I shut my eyes, trying to catch a glimpse of the past, but felt nothing but agony. It was as if someone had put a metal splinter in my head to prevent me from remembering.
I ignored the pain and pushed through the seemingly unbreakable high wall made of unknown material. A tiny crack appeared in the wall from my brutal force, a flicker of dim light glimmering from the other side.
My heart jumped to my throat. A trail of darkness crept into my mind but it didn’t come from me.
Akem.
I flashed open my eyes, but didn’t break my concentration. The spark was too precious. It was the backdoor to my memories. I couldn’t afford to let Akem sabotage it just because he’d invaded my mind when I didn’t have a shield up against him.
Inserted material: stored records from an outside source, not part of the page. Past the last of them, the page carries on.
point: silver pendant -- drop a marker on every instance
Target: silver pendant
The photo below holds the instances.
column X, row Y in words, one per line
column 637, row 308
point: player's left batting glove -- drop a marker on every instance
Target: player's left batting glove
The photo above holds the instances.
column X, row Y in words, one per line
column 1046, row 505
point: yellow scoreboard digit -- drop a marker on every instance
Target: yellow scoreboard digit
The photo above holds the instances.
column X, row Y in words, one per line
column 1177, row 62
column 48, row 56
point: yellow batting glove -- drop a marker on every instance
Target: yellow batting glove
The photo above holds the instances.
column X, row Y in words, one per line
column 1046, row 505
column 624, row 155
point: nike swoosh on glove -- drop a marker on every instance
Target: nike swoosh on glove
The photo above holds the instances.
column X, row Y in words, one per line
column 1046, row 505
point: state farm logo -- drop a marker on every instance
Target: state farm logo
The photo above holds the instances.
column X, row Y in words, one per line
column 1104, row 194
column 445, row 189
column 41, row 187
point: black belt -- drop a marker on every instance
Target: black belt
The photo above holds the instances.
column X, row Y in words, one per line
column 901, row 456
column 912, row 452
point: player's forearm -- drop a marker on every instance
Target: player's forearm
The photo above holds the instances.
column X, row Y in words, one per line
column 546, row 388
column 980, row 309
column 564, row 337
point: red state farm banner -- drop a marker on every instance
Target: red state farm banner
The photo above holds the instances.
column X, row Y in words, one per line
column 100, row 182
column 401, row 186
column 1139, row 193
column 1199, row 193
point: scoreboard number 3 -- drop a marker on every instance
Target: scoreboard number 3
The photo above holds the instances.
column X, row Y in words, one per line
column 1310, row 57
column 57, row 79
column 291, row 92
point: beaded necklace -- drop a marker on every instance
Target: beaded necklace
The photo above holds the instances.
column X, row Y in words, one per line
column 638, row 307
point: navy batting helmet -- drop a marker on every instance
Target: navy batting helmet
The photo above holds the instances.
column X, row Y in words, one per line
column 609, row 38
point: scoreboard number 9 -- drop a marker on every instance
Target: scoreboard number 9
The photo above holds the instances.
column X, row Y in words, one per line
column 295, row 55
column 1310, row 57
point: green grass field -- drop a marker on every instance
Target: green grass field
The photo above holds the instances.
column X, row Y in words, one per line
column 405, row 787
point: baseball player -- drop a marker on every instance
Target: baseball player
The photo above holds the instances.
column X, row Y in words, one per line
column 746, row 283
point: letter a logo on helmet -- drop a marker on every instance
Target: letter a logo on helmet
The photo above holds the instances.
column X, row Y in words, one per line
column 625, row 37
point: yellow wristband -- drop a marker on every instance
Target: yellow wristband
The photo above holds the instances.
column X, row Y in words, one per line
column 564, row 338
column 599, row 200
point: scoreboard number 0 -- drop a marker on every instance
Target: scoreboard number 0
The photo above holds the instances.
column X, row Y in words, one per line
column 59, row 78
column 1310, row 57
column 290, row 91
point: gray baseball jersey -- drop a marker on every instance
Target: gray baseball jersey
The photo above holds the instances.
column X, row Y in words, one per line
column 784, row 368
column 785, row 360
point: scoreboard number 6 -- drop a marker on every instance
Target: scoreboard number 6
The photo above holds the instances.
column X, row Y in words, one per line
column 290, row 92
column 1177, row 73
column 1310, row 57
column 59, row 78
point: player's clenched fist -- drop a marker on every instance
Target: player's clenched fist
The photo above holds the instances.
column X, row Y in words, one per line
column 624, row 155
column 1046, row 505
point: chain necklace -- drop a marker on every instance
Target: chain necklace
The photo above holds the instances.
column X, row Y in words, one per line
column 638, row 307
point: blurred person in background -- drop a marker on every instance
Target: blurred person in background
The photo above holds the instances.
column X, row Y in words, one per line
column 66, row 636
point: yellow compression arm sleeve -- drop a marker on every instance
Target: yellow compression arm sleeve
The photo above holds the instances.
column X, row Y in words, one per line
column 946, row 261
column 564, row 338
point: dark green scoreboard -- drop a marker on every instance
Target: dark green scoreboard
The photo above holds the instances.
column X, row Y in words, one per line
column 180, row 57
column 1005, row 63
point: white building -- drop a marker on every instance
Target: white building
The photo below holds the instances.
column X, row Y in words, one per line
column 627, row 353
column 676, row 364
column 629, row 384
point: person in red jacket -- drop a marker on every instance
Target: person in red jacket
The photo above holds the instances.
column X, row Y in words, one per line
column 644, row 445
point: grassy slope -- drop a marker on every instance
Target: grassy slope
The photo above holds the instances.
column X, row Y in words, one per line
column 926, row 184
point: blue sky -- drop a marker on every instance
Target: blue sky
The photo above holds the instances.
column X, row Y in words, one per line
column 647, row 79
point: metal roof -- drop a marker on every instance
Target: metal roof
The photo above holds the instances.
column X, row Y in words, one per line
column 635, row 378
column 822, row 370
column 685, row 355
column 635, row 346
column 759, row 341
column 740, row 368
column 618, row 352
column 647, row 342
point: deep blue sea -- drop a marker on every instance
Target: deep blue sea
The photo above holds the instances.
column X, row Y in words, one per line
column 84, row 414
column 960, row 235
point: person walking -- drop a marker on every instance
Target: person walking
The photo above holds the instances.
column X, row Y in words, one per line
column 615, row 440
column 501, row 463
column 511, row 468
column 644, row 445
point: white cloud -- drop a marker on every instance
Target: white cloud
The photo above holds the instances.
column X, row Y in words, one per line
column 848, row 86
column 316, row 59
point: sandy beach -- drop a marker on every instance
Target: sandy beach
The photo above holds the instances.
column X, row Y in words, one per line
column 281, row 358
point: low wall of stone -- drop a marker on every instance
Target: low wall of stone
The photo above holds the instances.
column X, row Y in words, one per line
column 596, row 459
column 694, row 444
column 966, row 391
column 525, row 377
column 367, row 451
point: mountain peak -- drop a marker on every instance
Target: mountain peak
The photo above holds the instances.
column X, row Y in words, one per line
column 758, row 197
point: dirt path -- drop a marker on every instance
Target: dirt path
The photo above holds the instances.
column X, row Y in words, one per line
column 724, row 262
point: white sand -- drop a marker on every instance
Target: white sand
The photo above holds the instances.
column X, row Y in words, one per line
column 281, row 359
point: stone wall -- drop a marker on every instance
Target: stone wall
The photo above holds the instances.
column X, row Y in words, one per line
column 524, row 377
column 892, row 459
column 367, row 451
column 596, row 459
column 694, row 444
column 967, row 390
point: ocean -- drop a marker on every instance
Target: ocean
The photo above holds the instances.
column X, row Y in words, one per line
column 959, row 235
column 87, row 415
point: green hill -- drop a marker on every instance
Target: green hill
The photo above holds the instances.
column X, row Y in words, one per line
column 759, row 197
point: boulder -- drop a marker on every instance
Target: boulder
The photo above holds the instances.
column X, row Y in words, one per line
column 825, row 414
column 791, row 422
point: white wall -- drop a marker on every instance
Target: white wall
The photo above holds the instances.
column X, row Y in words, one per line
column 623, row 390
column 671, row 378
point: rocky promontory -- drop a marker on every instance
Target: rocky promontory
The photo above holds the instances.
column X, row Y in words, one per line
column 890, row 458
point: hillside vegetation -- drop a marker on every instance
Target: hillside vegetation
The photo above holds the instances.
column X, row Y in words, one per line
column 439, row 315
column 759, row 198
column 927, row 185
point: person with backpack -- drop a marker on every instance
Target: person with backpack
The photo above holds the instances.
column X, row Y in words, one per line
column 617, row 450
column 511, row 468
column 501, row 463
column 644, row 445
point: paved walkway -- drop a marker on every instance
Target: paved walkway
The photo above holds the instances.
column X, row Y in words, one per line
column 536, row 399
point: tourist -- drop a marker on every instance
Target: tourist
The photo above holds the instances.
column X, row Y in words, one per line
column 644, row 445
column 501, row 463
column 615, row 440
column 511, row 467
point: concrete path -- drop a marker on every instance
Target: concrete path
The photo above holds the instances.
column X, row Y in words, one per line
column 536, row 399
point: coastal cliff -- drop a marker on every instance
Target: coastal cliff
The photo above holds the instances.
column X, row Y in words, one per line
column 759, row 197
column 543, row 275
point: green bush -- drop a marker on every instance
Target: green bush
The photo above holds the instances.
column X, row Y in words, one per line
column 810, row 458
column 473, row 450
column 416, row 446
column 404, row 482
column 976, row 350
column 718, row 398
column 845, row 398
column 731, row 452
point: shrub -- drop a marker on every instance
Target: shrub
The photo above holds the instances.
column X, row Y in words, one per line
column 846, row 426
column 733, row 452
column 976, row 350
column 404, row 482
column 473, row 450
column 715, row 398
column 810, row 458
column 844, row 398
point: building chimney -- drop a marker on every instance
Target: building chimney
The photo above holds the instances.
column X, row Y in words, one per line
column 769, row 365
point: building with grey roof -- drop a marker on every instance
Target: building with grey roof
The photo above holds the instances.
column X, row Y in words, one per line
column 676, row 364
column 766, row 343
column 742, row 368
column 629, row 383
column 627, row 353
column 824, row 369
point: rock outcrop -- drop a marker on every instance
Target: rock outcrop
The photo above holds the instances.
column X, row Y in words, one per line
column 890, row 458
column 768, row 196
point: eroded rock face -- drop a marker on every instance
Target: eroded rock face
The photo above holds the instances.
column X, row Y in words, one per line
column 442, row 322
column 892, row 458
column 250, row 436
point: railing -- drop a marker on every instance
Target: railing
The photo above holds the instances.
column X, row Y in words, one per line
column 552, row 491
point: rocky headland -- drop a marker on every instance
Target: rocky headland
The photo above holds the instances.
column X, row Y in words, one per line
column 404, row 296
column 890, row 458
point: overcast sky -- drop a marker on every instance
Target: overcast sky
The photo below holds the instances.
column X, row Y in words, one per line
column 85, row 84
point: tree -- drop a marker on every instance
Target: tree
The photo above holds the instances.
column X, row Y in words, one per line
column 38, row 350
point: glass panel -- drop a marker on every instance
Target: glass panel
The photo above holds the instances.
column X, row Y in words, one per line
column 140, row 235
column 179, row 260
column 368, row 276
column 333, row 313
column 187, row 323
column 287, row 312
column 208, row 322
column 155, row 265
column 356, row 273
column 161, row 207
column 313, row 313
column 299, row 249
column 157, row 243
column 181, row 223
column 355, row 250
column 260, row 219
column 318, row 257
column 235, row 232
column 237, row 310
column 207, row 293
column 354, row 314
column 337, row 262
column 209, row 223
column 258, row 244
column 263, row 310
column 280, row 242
Get out of my head, Akem! I hissed, not caring about offending the greater power.
The invasive darkness didn’t withdraw, but it didn’t come closer either.
It dawned on me that Akem didn’t intend to smother the spark. He was just as curious as I was.
He’d penetrated my mind twice in three years. The first time I’d been vulnerable. The second time was when I’d tried to explore his essence to find his weakness, and by doing that I’d opened the pathway for him to enter mine. His darkness had almost drowned me. I’d pulled out in the end and survived, but it had leached me to my core for a very long time, bringing me to the verge of suicide before my magic had finally purged its influence.